Akan tetapi, tidak semua sektor bisa bekerja dari rumah, misalnya sektor transportasi (4,5 persen, penyedia air (3,9 persen), akomodasi dan restoran (3,9 persen), konstruksi (3 persen), dan pertanian (0,5 persen).
Pembatasan aktivitas menyebabkan dampak langsung yang dirasakan hampir semua provinsi di Indonesia pada triwulan I-2020. Besarannya, antara minus 1,6 dan minus 11,3 persen. Misalnya, Bali, daerah pariwisata, mencapai minus 11,3 persen. Artinya, apabila tidak ada pembatasan aktivitas, Bali seharusnya bisa mencapai 11,3 persen lebih tinggi dari pertumbuhan aktual. Selain Bali, Yogyakarta pun mengalami dampak paling parah.
Dampak sektoral
Soal dampak jangka panjang, Hafiz menunjukkan kondisi dampaknya lebih pada sektoral. Besarannya antara minus 19,2 persen dan minus 3,3 persen. Sektor-sektor penopang perekonomian Indonesia, seperti pertanian dan industri pengolahan, terdampak langsung. Namun, sektor terparah dirasakan sektor transportasi, akomodasi dan restoran, serta jasa perusahaan. Hingga triwulan I-2021, sektor-sektor tersebut masih tertekan, tetapi dampaknya tidak terus terbawa karena masing-masing menunjukkan pemulihan.
Menurut Hafiz, semua sektor itu berdampak serius pada sektor ketenagakerjaan, mulai dari jam kerja hingga upah bulanan. Akarnya adalah penurunan mobilitas yang berimplikasi pada ketenagakerjaan. Penurunan jam kerja terjadi terutama pada sektor jasa perusahaan, akomodasi dan restoran, serta transportasi.
Penurunan jam kerja berdampak pula pada penurunan upah pekerja. Hal ini terjadi terutama pada sektor transportasi serta sektor akomodasi dan restoran. Buruh dan pekerja bebas pun ikut mengalami penurunan upah.

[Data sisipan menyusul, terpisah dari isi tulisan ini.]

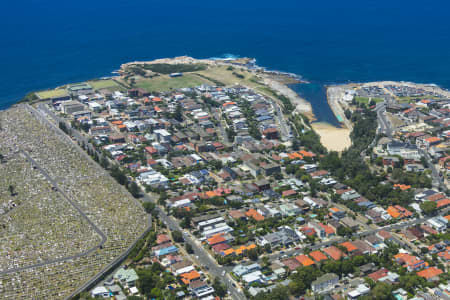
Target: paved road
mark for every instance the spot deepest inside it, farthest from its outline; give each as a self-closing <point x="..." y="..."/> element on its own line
<point x="294" y="252"/>
<point x="201" y="255"/>
<point x="385" y="127"/>
<point x="223" y="132"/>
<point x="384" y="124"/>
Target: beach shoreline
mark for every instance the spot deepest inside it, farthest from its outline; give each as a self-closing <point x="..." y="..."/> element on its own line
<point x="333" y="138"/>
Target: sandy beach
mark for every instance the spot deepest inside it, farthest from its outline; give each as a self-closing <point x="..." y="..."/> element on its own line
<point x="333" y="138"/>
<point x="301" y="105"/>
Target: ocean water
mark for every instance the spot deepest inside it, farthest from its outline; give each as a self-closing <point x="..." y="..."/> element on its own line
<point x="46" y="43"/>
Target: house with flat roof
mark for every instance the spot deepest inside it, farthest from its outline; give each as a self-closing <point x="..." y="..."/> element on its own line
<point x="126" y="277"/>
<point x="325" y="282"/>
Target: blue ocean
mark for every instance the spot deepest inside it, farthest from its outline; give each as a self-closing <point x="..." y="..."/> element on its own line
<point x="46" y="43"/>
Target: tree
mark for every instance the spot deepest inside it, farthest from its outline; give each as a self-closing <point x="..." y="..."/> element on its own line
<point x="348" y="114"/>
<point x="177" y="236"/>
<point x="428" y="207"/>
<point x="219" y="287"/>
<point x="104" y="162"/>
<point x="134" y="189"/>
<point x="149" y="207"/>
<point x="11" y="190"/>
<point x="252" y="254"/>
<point x="189" y="248"/>
<point x="382" y="291"/>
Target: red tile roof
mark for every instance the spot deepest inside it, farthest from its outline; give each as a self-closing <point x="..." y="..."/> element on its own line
<point x="304" y="260"/>
<point x="318" y="256"/>
<point x="429" y="273"/>
<point x="333" y="252"/>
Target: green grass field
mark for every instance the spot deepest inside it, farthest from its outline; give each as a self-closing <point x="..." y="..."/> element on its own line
<point x="105" y="84"/>
<point x="365" y="100"/>
<point x="52" y="93"/>
<point x="166" y="83"/>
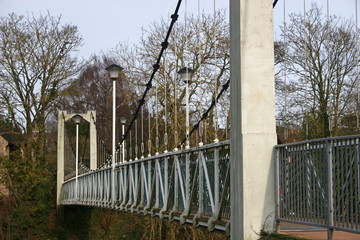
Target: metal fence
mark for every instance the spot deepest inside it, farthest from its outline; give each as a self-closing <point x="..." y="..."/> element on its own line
<point x="318" y="183"/>
<point x="191" y="185"/>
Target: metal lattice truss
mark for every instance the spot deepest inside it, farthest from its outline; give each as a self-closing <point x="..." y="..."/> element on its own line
<point x="191" y="186"/>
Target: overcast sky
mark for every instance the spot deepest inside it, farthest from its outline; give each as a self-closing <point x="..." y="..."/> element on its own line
<point x="105" y="23"/>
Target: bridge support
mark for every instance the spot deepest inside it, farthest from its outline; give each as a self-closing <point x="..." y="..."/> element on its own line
<point x="63" y="116"/>
<point x="253" y="132"/>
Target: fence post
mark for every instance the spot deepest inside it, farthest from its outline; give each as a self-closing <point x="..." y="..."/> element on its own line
<point x="277" y="186"/>
<point x="330" y="206"/>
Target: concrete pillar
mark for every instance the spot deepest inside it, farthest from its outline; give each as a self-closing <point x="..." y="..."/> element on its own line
<point x="253" y="133"/>
<point x="93" y="140"/>
<point x="60" y="155"/>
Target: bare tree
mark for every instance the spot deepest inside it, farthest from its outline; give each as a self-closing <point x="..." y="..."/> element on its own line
<point x="36" y="61"/>
<point x="200" y="45"/>
<point x="320" y="60"/>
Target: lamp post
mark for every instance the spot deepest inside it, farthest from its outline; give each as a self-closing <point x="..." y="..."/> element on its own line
<point x="114" y="71"/>
<point x="186" y="74"/>
<point x="123" y="121"/>
<point x="77" y="119"/>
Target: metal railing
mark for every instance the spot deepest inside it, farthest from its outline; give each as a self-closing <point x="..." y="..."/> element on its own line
<point x="191" y="185"/>
<point x="318" y="183"/>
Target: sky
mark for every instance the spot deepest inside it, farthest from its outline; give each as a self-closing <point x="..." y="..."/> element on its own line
<point x="103" y="24"/>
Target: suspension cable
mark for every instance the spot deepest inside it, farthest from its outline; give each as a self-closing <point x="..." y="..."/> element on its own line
<point x="357" y="68"/>
<point x="156" y="67"/>
<point x="306" y="79"/>
<point x="215" y="78"/>
<point x="206" y="113"/>
<point x="285" y="81"/>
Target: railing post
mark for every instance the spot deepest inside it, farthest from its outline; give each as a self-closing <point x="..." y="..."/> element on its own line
<point x="277" y="186"/>
<point x="330" y="206"/>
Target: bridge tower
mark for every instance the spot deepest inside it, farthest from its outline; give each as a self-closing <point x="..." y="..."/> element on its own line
<point x="63" y="116"/>
<point x="253" y="132"/>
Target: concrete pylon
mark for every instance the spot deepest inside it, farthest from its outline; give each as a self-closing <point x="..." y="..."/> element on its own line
<point x="93" y="140"/>
<point x="253" y="132"/>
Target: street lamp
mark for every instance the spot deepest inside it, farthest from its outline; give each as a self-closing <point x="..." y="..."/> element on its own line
<point x="114" y="71"/>
<point x="77" y="119"/>
<point x="186" y="74"/>
<point x="123" y="121"/>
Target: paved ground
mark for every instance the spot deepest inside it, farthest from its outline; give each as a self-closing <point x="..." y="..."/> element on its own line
<point x="314" y="233"/>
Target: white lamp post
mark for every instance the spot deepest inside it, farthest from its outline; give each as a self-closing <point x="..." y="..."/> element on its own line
<point x="123" y="121"/>
<point x="77" y="119"/>
<point x="114" y="71"/>
<point x="186" y="74"/>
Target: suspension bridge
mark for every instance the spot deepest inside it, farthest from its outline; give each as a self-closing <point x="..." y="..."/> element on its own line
<point x="240" y="184"/>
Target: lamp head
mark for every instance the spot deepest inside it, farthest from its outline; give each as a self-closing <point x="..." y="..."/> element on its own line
<point x="77" y="118"/>
<point x="186" y="74"/>
<point x="123" y="119"/>
<point x="114" y="71"/>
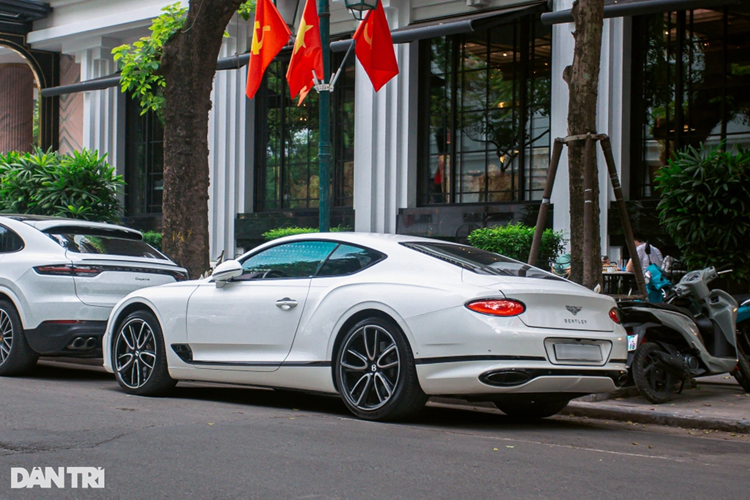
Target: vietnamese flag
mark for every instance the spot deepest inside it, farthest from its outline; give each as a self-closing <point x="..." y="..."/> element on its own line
<point x="375" y="48"/>
<point x="307" y="55"/>
<point x="270" y="35"/>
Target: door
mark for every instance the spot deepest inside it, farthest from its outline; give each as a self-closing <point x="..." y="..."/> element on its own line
<point x="250" y="322"/>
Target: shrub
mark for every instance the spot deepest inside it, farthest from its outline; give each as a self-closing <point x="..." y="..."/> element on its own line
<point x="514" y="241"/>
<point x="289" y="231"/>
<point x="153" y="238"/>
<point x="81" y="186"/>
<point x="705" y="198"/>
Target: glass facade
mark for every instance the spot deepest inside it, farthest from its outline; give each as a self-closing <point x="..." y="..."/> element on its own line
<point x="286" y="137"/>
<point x="485" y="114"/>
<point x="144" y="161"/>
<point x="691" y="86"/>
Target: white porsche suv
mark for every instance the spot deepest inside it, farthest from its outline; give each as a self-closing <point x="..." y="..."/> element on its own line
<point x="59" y="280"/>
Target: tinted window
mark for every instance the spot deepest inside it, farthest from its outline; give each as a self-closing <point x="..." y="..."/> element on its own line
<point x="300" y="259"/>
<point x="104" y="245"/>
<point x="9" y="241"/>
<point x="347" y="260"/>
<point x="479" y="261"/>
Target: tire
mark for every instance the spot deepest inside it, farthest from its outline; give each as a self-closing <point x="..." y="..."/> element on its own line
<point x="742" y="373"/>
<point x="16" y="357"/>
<point x="139" y="358"/>
<point x="653" y="383"/>
<point x="530" y="408"/>
<point x="375" y="372"/>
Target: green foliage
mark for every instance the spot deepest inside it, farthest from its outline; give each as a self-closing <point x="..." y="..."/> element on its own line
<point x="289" y="231"/>
<point x="705" y="199"/>
<point x="514" y="241"/>
<point x="153" y="238"/>
<point x="81" y="186"/>
<point x="140" y="62"/>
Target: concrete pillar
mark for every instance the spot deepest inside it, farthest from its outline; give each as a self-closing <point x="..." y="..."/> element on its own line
<point x="385" y="132"/>
<point x="16" y="107"/>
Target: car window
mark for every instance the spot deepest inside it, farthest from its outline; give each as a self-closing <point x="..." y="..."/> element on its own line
<point x="86" y="240"/>
<point x="479" y="261"/>
<point x="9" y="241"/>
<point x="347" y="259"/>
<point x="299" y="259"/>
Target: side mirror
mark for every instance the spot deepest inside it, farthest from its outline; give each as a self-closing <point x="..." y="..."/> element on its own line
<point x="225" y="272"/>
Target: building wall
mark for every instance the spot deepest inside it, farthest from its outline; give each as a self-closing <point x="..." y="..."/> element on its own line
<point x="71" y="107"/>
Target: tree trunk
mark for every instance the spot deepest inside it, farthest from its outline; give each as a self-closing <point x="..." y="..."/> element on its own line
<point x="583" y="81"/>
<point x="188" y="66"/>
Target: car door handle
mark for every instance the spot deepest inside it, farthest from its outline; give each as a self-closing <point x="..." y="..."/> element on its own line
<point x="286" y="303"/>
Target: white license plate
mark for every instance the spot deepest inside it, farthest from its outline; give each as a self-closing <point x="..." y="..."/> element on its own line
<point x="578" y="352"/>
<point x="632" y="342"/>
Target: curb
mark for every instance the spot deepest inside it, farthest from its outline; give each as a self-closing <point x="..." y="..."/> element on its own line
<point x="600" y="412"/>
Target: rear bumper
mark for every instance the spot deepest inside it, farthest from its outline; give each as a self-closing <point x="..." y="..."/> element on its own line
<point x="479" y="378"/>
<point x="51" y="338"/>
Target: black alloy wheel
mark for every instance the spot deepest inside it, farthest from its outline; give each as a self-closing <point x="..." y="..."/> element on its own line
<point x="139" y="358"/>
<point x="375" y="372"/>
<point x="653" y="382"/>
<point x="16" y="357"/>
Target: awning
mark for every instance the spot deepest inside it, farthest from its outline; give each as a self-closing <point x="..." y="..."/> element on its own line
<point x="419" y="31"/>
<point x="626" y="8"/>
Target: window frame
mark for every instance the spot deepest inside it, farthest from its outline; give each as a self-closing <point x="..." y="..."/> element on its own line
<point x="524" y="36"/>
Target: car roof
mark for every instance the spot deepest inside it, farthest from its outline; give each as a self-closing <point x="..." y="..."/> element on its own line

Staf Khusus Bidang Perumusan Kebijakan Fiskal Sektoral Kementerian Keuangan Titik Anas mengakui, pandemi Covid-19 memang berdampak negatif bagi perekonomian, termasuk pada tenaga kerja. Di sini APBN mengambil peran untuk orang-orang yang membutuhkan pertolongan. ”Tapi, pertolongan itu sifatnya temporer,” ujarnya.
Deputi Bidang Usaha Mikro Kementerian Koperasi dan UKM Eddy Satriya mengatakan, meski sudah membaik, dampak pandemi Covid-19 masih dirasakan oleh sebagian masyarakat. Upaya pemulihan ekonomi dan kesehatan perlu melibatkan semua elemen masyarakat.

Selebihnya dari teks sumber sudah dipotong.